In comparison with the no-exercise control, participation in ExCR improved the exercise and HRQoL in HF patients, but appeared to have no effect on their mortality or hospitalisation. No strong evidence was found of differential intervention effects of ExCR across patient characteristics. Opeak and 6MWT may be suitable surrogate end points for the treatment effect of ExCR on mortality and HRQoL in HF. Future studies should aim to achieve a consensus on the definition of outcomes and promote reporting of a core set of HF data. The research team also seeks to extend current policies to encourage study authors to allow access to RCT data for the purpose of meta-analysis.
This study is registered as PROSPERO CRD42014007170.
The National Institute for Health Research Health Technology Assessment programme.
目前关于心力衰竭(HF)管理的国家和国际指南建议进行基于运动的心脏康复(ExCR),但没有根据患者亚组对这一建议进行区分。

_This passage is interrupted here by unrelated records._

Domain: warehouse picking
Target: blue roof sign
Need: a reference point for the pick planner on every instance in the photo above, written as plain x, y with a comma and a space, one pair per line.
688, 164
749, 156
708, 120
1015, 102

(1)确定 ExCR 干预与无运动干预(对照组)相比,对 HF 患者死亡率、住院率、运动能力和健康相关生活质量(HRQoL)的影响的明确估计;(2)确定 ExCR 在 HF 患者中的差异(亚组)效应,根据患者的年龄、性别、左心室射血分数、HF 病因、纽约心脏协会(NYHA)分级和基线运动能力;(3)评估运动能力的变化是否可以作为 ExCR 对最终结局(死亡率、住院率和 HRQoL)的影响的中介,并确定这是否是一个可接受的替代终点。
这是一项个体参与者数据(IPD)荟萃分析。
国际文献回顾。
随机对照试验(RCTs)中的 HF 患者,接受 ExCR 治疗。
至少 3 周的 ExCR 与无运动对照组相比,随访 6 个月。
全因和 HF 特异性死亡率、全因和 HF 特异性住院率、运动能力和 HRQoL。
来自合格 RCTs 的 IPD。
来自运动训练治疗慢性心力衰竭的荟萃分析(ExTraMATCH/ExTraMATCH II)的 RCTs 的 IPD 荟萃分析和 2014 年 Cochrane 对 ExCR 的系统评价(Taylor RS、Sagar VA、Davies EJ、Briscoe S、Coats AJ、Dalal H,. 心力衰竭的基于运动的康复。2014 年;:CD003331)。
在 23 项合格 RCTs(4398 名患者)中,有 19 项 RCTs(3990 名患者)为这项 IPD 荟萃分析提供了数据。纳入的研究中运动方案的处方存在很大差异。与对照组相比,尽管置信区间(CI)较宽,但 ExCR 组的时间到事件估计值没有统计学意义上的差异:全因死亡率的危险比(HR)为 0.83(95%CI 0.67 至 1.04);HF 相关死亡率的 HR 为 0.84(95%CI 0.49 至 1.46);全因住院率的 HR 为 0.90(95%CI 0.76 至 1.06);HF 相关住院率的 HR 为 0.98(95%CI 0.72 至 1.35)。与对照组相比,ExCR 组在运动能力和 HRQoL 方面有统计学意义上的差异。与对照组相比,6 分钟步行试验(6MWT)的改善(平均 21.0 m,95%CI 1.57 至 40.4 m)和明尼苏达州心力衰竭生活质量问卷评分(平均 -5.94,95%CI -1.0 至 -10.9;分数越低表示 HRQoL 越好)在 12 个月的随访中有所改善。没有发现任何患者特征的干预效果存在明显差异。在死亡率和 HRQoL 方面,峰值摄氧量(Opeak)或 6MWT 与死亡率和 HRQoL 之间存在中度至高度相关性( > 50%和 > 0.50)。估计的替代终点阈值效应是 Opeak 增加 1.6 至 4.6 ml/kg/min。
纳入的 RCT 对结局的定义和收集方式存在不一致:不可能从所有可纳入的试验中获得所有结局的 IPD,也没有寻求关于运动依从性的患者水平数据。
与无运动对照组相比,参加 ExCR 可以改善 HF 患者的运动能力和 HRQoL,但似乎对死亡率和住院率没有影响。没有发现 ExCR 在 HF 患者亚组中存在明显的干预效果差异。Opeak 和 6MWT 可能是 ExCR 对 HF 死亡率和 HRQoL 治疗效果的合适替代终点。未来的研究应致力于就结局的定义达成共识,并促进报告心力衰竭的核心数据集。研究团队还希望扩大目前的政策,鼓励研究作者允许对 RCT 数据进行分析,以进行荟萃分析。
本研究已在 PROSPERO 注册,注册号为 CRD42014007170。
英国国家卫生与保健研究所卫生技术评估计划。